Herbs - Tarragon
Did you know that tarragon is a member of the daisy family? Or that it was once used as a toothache remedy by the early Greeks? Tarragon was once reported to cure snake bite because its roots resembled a serpent. French tarragon, referred to by the French people as the “King of Herbs” is the most common variety; the other being Russian tarragon, which does not possess the essential oils needed and favored in French cuisine.
French tarragon is a hardy perennial that requires full sun to partial shade. It loves rich, sandy well drained soil and is an excellent herb for growing in containers. It even makes a good plant for the windowsill.
Tarragon can only be grown from cuttings, so if you have a friend that has a well established plant, you may want to get starter cuttings from them. You can also purchase plants at nurseries. Although I have never had any trouble growing tarragon, other have, so you may want to purchase a couple plants and plant in different areas of your garden. After you have your plants in the ground, add a little organic compost to help them thrive.
Tarragon has long, narrow leaves that grow on shiny, dark green stalks. It is a very aromatic plant that can grow up to three feet tall. The French tarragon I have in my garden loves to spread out, often creeping into the territory occupied by my other herbs, so it must kept trimmed back.
Tarragon is susceptible to downy and powdery mildew, and root rot, so provide good air circulation and don’t overcrowd the plant.

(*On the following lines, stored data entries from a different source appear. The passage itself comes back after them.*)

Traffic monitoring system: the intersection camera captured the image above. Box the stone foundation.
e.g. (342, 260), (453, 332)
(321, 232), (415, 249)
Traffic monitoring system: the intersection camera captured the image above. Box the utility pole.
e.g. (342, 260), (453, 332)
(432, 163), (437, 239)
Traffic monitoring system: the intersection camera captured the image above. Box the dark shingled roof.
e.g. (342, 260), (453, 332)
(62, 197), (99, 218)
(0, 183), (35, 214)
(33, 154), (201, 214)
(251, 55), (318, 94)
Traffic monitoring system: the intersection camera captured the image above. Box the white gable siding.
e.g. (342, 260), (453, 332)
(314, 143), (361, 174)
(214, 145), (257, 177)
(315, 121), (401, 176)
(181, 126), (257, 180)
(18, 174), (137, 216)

Harvest tarragon in the morning after the dew as dried around ten o’clock. The flavor producing essential oils are at their strongest at this time. Tarragon can be used fresh, dried or be frozen. If drying, remember that the leaves will brown slightly during this process. After the tarragon is completely dry, about six weeks, remove the leaves and store in air tight containers. When ready to use, crush or grind the leaves. I often use a coffee bean grinder to fine grind my herbs.
One use for French tarragon is in vinaigrettes. Fill a bottle full of fresh washed and dried tarragon, then fill with red wine vinegar, seal the bottle and let set for approximately six weeks. Use the vinaigrettes in salads or as meat marinades.
Tarragon has been reported to aid indigestion, helps soothe rheumatism and arthritis.